Working example for STM32H7 (Cortex-M7, 32-bit)

Hi all.

I have finally successfully managed to get ACADOS and the main_pendulum_ode example up and running on the STM32H743, a 32-bit ARM Cortex-M7 device running at 480 MHz and with double-precision floating point accelerator (FPU) :tada:

The example and I believe any useful problems with ACADOS will be quite memory expensive. This particular example consumed 468 KB of RAM which is why I had to utilize the D1 memory bank of the STM32H7 which is still within the MCU but it lives outside the CPU. This causes a slight memory bottleneck but luckily the STM32H7 implements a D-Cache for speeding it up.

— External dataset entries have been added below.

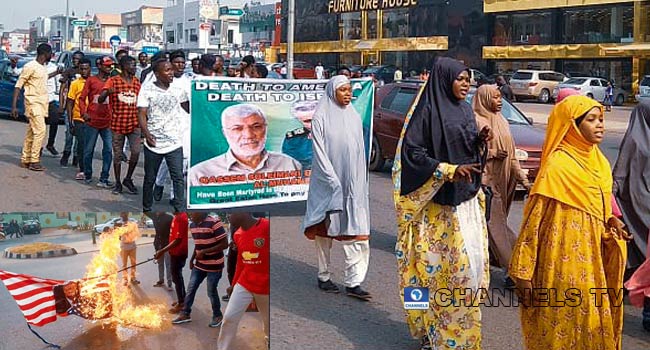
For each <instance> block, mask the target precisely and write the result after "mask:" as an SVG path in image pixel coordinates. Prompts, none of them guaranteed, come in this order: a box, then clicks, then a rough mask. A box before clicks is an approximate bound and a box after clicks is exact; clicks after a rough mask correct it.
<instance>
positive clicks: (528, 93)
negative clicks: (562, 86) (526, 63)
mask: <svg viewBox="0 0 650 350" xmlns="http://www.w3.org/2000/svg"><path fill="white" fill-rule="evenodd" d="M566 80H567V77H566V76H565V75H564V74H562V73H558V72H553V71H545V70H544V71H543V70H518V71H517V72H515V74H513V75H512V78H510V87H511V88H512V92H513V93H514V94H515V96H516V98H517V101H521V100H523V99H533V98H534V99H537V100H538V101H539V102H542V103H549V102H552V100H553V96H552V93H553V89H555V87H556V86H557V85H558V84H559V83H562V82H564V81H566Z"/></svg>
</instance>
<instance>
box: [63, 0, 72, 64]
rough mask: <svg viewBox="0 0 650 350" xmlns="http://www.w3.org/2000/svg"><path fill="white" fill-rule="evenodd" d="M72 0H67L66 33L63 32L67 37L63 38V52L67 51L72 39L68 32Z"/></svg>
mask: <svg viewBox="0 0 650 350" xmlns="http://www.w3.org/2000/svg"><path fill="white" fill-rule="evenodd" d="M69 16H70V0H65V29H64V30H65V33H63V37H64V38H65V39H64V40H63V47H62V48H61V52H63V51H65V50H67V49H68V40H70V38H69V36H68V32H69V31H70V29H69V28H68V25H69V23H70V18H69Z"/></svg>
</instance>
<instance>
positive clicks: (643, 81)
mask: <svg viewBox="0 0 650 350" xmlns="http://www.w3.org/2000/svg"><path fill="white" fill-rule="evenodd" d="M635 97H636V100H637V101H639V102H644V101H648V102H650V75H646V76H644V77H643V79H641V83H639V94H638V95H636V96H635Z"/></svg>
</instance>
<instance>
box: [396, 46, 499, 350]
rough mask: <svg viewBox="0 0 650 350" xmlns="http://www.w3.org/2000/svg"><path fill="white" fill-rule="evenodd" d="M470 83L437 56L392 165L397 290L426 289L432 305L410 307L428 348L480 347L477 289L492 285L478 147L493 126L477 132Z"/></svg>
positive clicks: (479, 319)
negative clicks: (488, 251)
mask: <svg viewBox="0 0 650 350" xmlns="http://www.w3.org/2000/svg"><path fill="white" fill-rule="evenodd" d="M469 82H470V77H469V71H468V69H467V67H465V66H464V65H463V64H461V63H460V62H458V61H456V60H453V59H451V58H446V57H439V58H437V59H436V60H435V62H434V65H433V69H432V70H431V75H430V77H429V79H428V81H427V83H426V85H425V86H424V88H423V90H422V91H421V93H420V96H419V100H418V102H417V105H416V106H415V107H411V108H412V109H411V111H410V112H409V114H408V115H407V117H406V120H405V122H404V128H403V129H402V137H401V138H400V142H399V144H398V147H397V152H396V155H395V162H394V164H393V182H394V184H395V191H394V197H395V206H396V209H397V221H398V237H397V245H396V247H395V253H396V256H397V260H398V269H399V274H400V287H401V288H400V290H401V292H400V294H401V295H402V298H404V299H405V301H406V302H413V301H418V300H417V299H418V297H422V296H423V294H422V293H418V292H417V290H416V291H415V292H413V289H412V288H415V287H419V288H424V290H425V291H428V292H429V299H430V302H429V308H428V309H426V310H407V313H408V315H407V321H408V325H409V329H410V331H411V334H412V335H413V336H414V337H416V338H420V339H421V341H422V349H423V350H426V349H432V348H435V349H437V348H456V347H460V346H462V347H463V348H464V349H480V347H481V311H480V309H479V308H478V307H476V306H477V305H476V303H477V302H478V300H479V299H478V298H476V297H475V295H476V293H478V291H479V290H480V288H487V287H488V283H489V263H488V261H489V259H488V239H487V226H486V222H485V196H484V194H483V192H482V191H481V190H480V189H481V187H480V186H481V167H480V162H481V152H480V149H481V148H482V146H483V144H484V142H485V140H486V139H488V137H489V135H490V130H489V128H488V127H486V128H484V129H482V130H481V132H480V133H479V132H478V131H477V126H476V119H475V118H474V114H473V112H472V108H471V107H470V105H469V104H468V103H467V102H466V101H465V98H466V97H467V93H468V92H469V87H470V84H469ZM413 108H414V109H415V110H413ZM468 289H470V290H472V294H473V295H471V296H470V298H469V300H465V301H466V302H464V303H460V304H459V305H454V304H452V303H449V304H450V305H448V306H447V307H444V306H442V305H441V303H440V300H439V299H434V298H439V297H440V295H441V294H440V293H446V294H447V296H448V297H449V299H446V300H451V299H454V300H460V299H463V298H462V297H460V296H455V295H454V294H455V293H456V291H460V290H462V291H466V290H468ZM465 296H466V297H467V295H465ZM436 300H437V301H438V302H436ZM419 301H429V300H419ZM443 304H444V303H443ZM434 306H435V307H434ZM441 306H442V307H441Z"/></svg>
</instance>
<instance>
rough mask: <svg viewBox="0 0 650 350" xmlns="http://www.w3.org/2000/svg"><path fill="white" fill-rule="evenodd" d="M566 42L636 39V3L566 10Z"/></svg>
mask: <svg viewBox="0 0 650 350" xmlns="http://www.w3.org/2000/svg"><path fill="white" fill-rule="evenodd" d="M563 16H564V36H563V39H564V43H567V44H586V43H589V44H591V43H627V42H633V41H634V37H633V35H634V5H632V4H630V5H622V6H613V7H600V8H595V9H588V10H584V9H575V10H567V11H565V12H564V15H563Z"/></svg>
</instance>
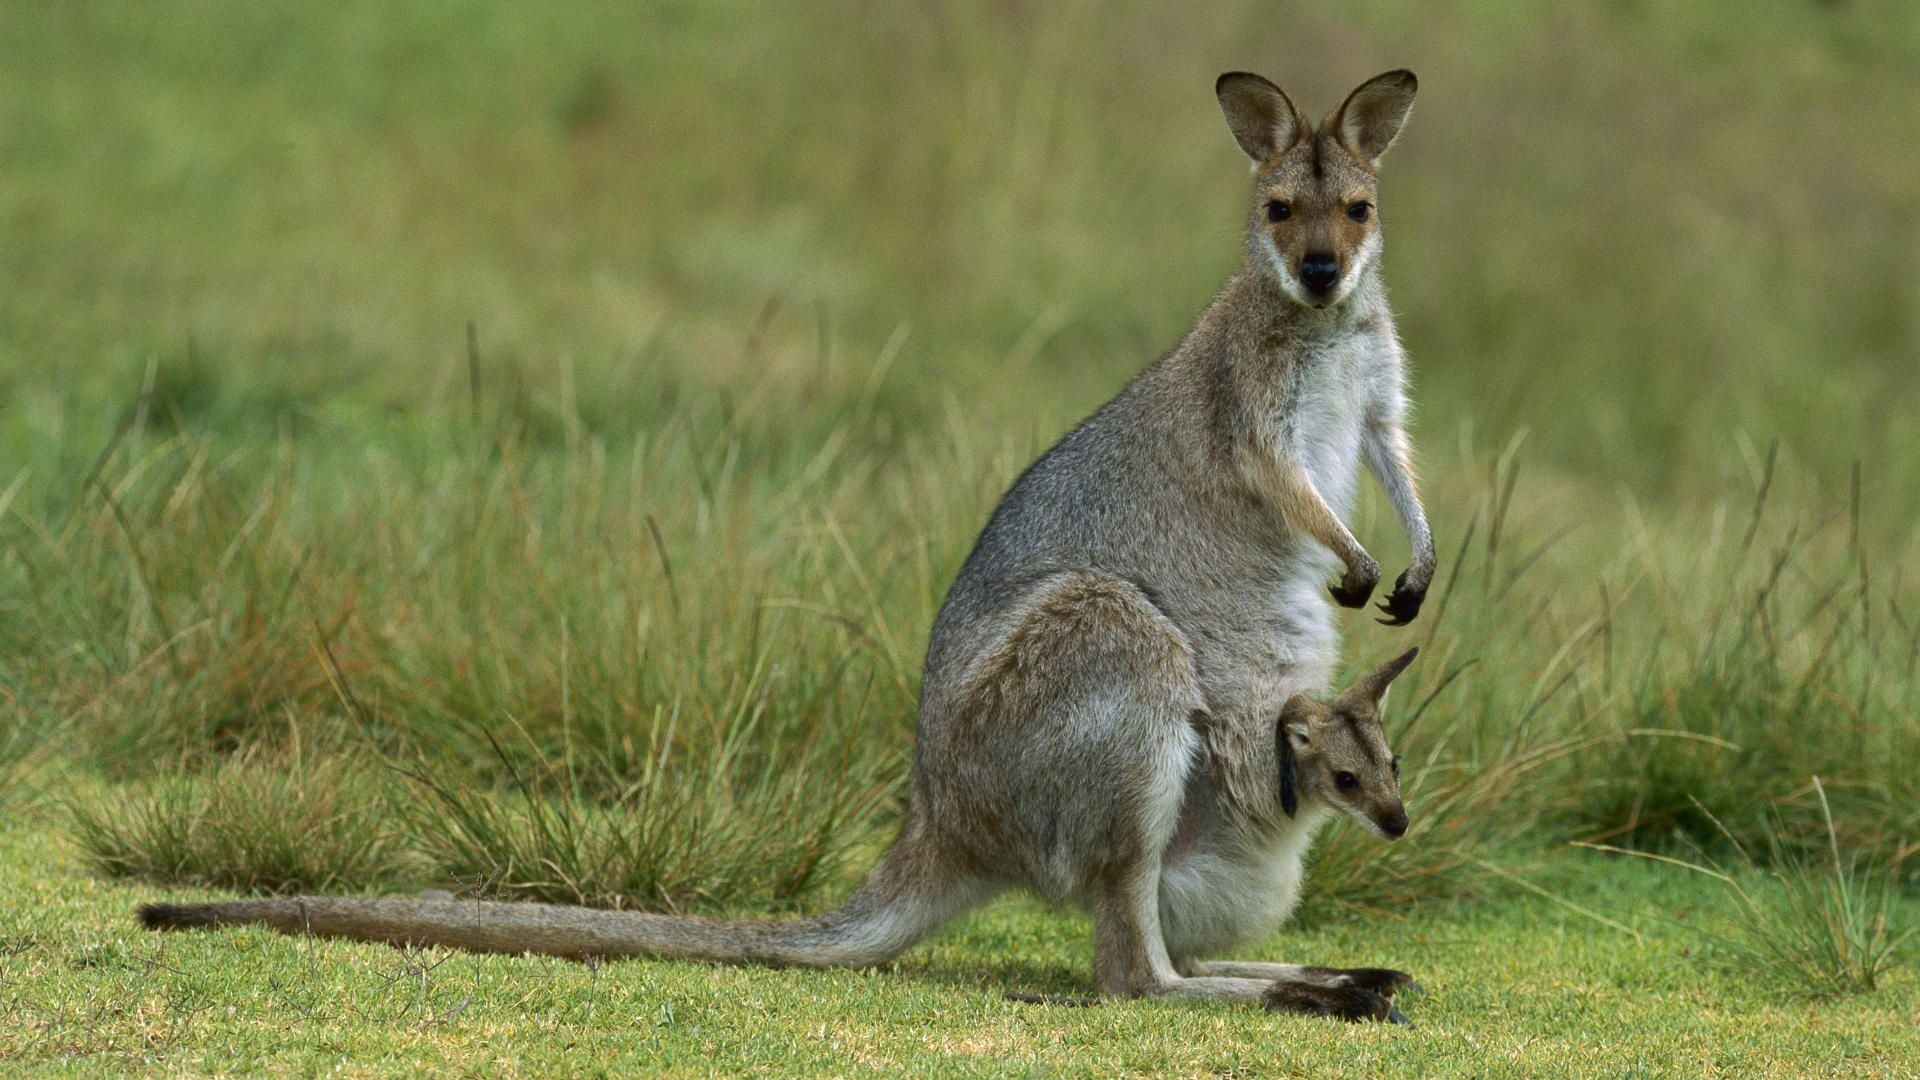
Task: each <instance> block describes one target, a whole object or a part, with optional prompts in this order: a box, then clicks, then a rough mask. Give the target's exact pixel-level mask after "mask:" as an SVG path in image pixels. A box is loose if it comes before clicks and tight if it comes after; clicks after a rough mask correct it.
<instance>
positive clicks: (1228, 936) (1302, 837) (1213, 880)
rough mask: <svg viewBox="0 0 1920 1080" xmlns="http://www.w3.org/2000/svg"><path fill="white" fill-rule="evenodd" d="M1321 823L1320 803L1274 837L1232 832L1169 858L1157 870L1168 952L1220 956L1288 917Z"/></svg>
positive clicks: (1324, 813) (1296, 894) (1193, 954)
mask: <svg viewBox="0 0 1920 1080" xmlns="http://www.w3.org/2000/svg"><path fill="white" fill-rule="evenodd" d="M1323 821H1325V809H1309V811H1304V813H1302V815H1300V819H1296V821H1294V822H1290V824H1292V826H1290V828H1286V830H1283V832H1281V834H1279V836H1271V838H1263V840H1261V842H1252V840H1250V838H1246V836H1238V838H1233V840H1229V842H1225V844H1219V846H1212V844H1210V846H1202V847H1194V849H1187V851H1179V853H1177V855H1173V857H1169V859H1167V863H1165V865H1164V867H1162V872H1160V922H1162V926H1164V930H1165V938H1167V951H1169V953H1171V955H1173V957H1219V955H1221V953H1223V951H1225V949H1233V947H1238V945H1246V944H1250V942H1256V940H1260V938H1263V936H1267V934H1271V932H1273V930H1277V928H1279V926H1281V924H1283V922H1286V917H1288V915H1292V913H1294V907H1296V905H1298V903H1300V886H1302V859H1304V857H1306V853H1308V847H1311V846H1313V834H1315V832H1317V830H1319V826H1321V822H1323ZM1223 840H1225V838H1223Z"/></svg>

  • Without any code optimizations (-O0) and no cache the solve time is 1.27 seconds.
  • With code optimizations (-O3) and no cache the solve time is 463 milliseconds.
  • With code optimizations (-O3) and with D-Cache enabled the solve time is 182 milliseconds.

In my opinion 182 ms on an embedded platform compared to the 19.20 ms on my x64 machine is not too bad.

And yes, I did verify the results against the same problem and solver compiled on my x64 machine - and they were identical :partying_face:

It took quite some effort and tweaks and it also included some modifications to ACADOS to help with the 32-bit alignment issue (yes, I will opening a PR as well).
I will be uploading the project to my GitHub soon, so keep posted :smiley:

Best regards
Thomas Jespersen

6 Likes

PR with the necessary memory alignment fix can be found here: Add missing pointer alignments necessary on 32-bit architectures by mindThomas · Pull Request #704 · acados/acados · GitHub

Congrats! I was trying to do something similar last year. Did you have to use non standard building options? I will try on the Teensy 4.0 ( IMXRT1062DVL6A) which should perform better (600Mhz 512kb tightly coupled RAM)

I have now uploaded both an STM32CubeIDE version and a CMake-based version of the project

I apologize for the CMake not being as polished as I want it to be, but I wanted to get it out to you as quick as possible.

@tmmsartor I did have to specify the build options to match the architecture (mostly covered by setting TARGET=GENERIC). The build options can be seen here: acados-STM32/acados.cmake at main · mindThomas/acados-STM32 · GitHub
But more importantly I had to disable Position Independent code and compile all libraries as STATIC. If I didn’t do the latter the assigned memory addresses in callbacks would be incorrect causing Hard-Faults. This is done here: Disable position independent code · mindThomas/acados@3732ff4 · GitHub
Finally I also had to fix a 32-bit memory alignment issue with regards to pointers (see my PR mentioned above) with the fix applied to my own ACADOS branch (which is already automatically included in the example project): C: pointer alignment check for 4 / 8 byte alignment depending on size… · mindThomas/acados@fe3e5ea · GitHub

Just a slight correction to the original post. When I performed these tests the processor was only running at 400 MHz, not 480 MHz.